Mr. Simpson was particularly caustic in his responses to citizens who wrote him to express their desire that this bill not go forward:
Education
February 9th, 2010We spend almost $11,500 per child per year on education. That’s over a quarter of a million dollars for a classroom of 25. And yet most of the high schools in our district have had trouble finding enough qualified math teachers to start the school year. Meanwhile, in an international student assessment of 29 nations, America ranked 24th. Isn’t that embarrassing? I am for both making it a priority to find out where that huge sum of money is being spent and to use more of it to attract, motivate, train and equip teachers who achieve results.
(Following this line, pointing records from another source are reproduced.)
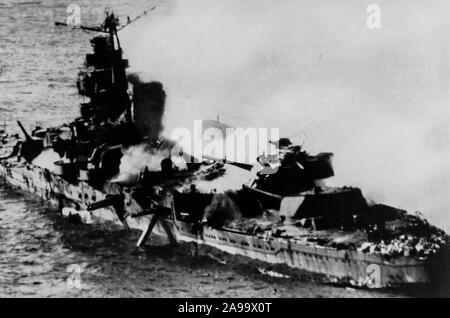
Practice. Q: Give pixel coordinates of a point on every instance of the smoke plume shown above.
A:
(377, 98)
(136, 158)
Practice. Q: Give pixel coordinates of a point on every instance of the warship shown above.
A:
(283, 216)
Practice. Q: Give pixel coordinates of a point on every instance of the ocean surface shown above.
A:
(41, 253)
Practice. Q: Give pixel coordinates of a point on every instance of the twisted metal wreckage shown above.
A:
(284, 215)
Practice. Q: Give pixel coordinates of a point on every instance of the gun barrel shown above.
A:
(27, 136)
(104, 203)
(81, 27)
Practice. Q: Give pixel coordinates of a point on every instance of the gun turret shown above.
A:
(30, 148)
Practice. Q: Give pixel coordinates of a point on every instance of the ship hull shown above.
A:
(335, 265)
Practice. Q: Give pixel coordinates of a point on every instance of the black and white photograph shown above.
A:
(241, 151)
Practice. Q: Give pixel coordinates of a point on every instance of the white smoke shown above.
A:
(376, 98)
(46, 159)
(136, 158)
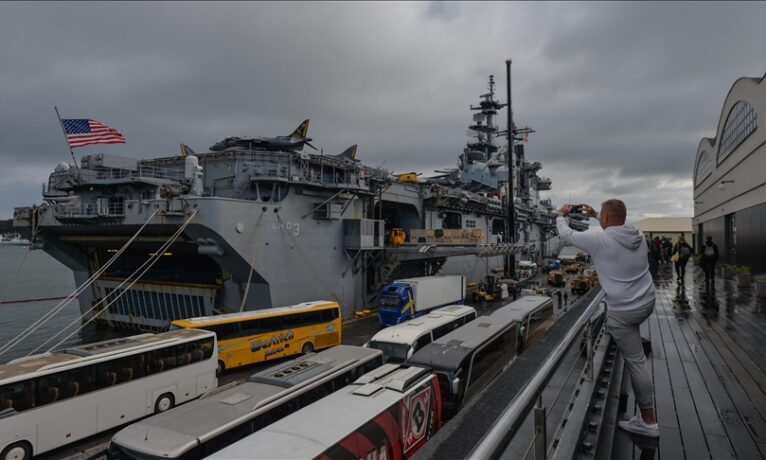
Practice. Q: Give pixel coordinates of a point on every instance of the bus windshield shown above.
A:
(390, 300)
(392, 352)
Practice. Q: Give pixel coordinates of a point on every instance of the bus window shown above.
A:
(422, 341)
(252, 327)
(290, 321)
(19, 396)
(489, 357)
(329, 315)
(225, 331)
(312, 317)
(271, 324)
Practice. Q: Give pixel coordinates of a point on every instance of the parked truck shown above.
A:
(410, 298)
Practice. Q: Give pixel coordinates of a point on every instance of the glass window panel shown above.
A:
(741, 122)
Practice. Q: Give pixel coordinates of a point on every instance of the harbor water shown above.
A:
(36, 276)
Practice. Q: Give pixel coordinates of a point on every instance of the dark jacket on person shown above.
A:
(706, 256)
(682, 258)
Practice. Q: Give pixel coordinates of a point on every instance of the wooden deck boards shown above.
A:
(709, 369)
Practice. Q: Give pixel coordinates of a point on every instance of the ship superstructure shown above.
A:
(258, 223)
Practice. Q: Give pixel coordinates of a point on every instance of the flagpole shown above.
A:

In 2008, when multimillion dollar grants were offered to seven states to fund Advanced Placement programs in math and science, Washington was the only state to decline the $13.2 million, because Washington law so rigidly insists that teachers’ pay must only be negotiated by the WEA. Teachers can not be rewarded for extra work, and students won’t have the extra opportunities that the grant would allow. How can we expect to improve our education system when we can’t even accept free money to make improvements?
The Washington State Constitution states, “It is the paramount duty of the state to make ample provision for the education of all children residing within its borders. . . . ” And yet, because the 2009 legislature found itself facing a $9 billion deficit they created, teachers did not receive a voter approved Cost of Living (COLA) raise, and $710 million was cut from the education budget, resulting in teachers across the state being laid off and class size increasing.
The free market, capitalistic system that made this country the greatest on earth has proven that human beings will work harder and achieve more when they see that they are able to earn rewards for their efforts. When the teachers at Pateros Elementary School near Wenatchee showed that a school with low income families and large populations of minority students can achieve great results, their only reward was the satisfaction in a job well done. I am for rewarding their efforts, encouraging other schools to try creative ways to improve their students’ performance.
I am for following the recommendations of performance audits by our State Auditor which have identified millions of dollars that could be saved by improving processes and eliminating waste in our educational system.
Because the Kent School District, the fourth largest district in the state, receives $800 less per student each year than the Seattle and Bellevue School Districts, I am for the legislature re-examining whether state funds are being equitably distributed among the school districts.
I am for sending the money that we waste in unneeded bureaucracy, far removed from the classrooms, directly to the schools, where they can make the decisions at the local level on how best to spend it. Instead of micromanaging their curricula, I am for showing faith that, like at Pateros Elementary, the teachers got into their profession because they are intelligent enough and are willing to work hard enough for their students to succeed.
I agree with General George S. Patton, who was an immensely successful leader in WWII, who said, “Never tell people how to do things. Tell them what to do and they will surprise you with their ingenuity.”
The rigid, top-heavy and expensive control of our education system prevents the money making it’s way down to the actual classroom level, where decisions can be made by the our competent educators, rather that dictated from the upper, far-removed levels of our education system administration. We need to trust our educators to use the money wisely at their local level and reward them for improved results.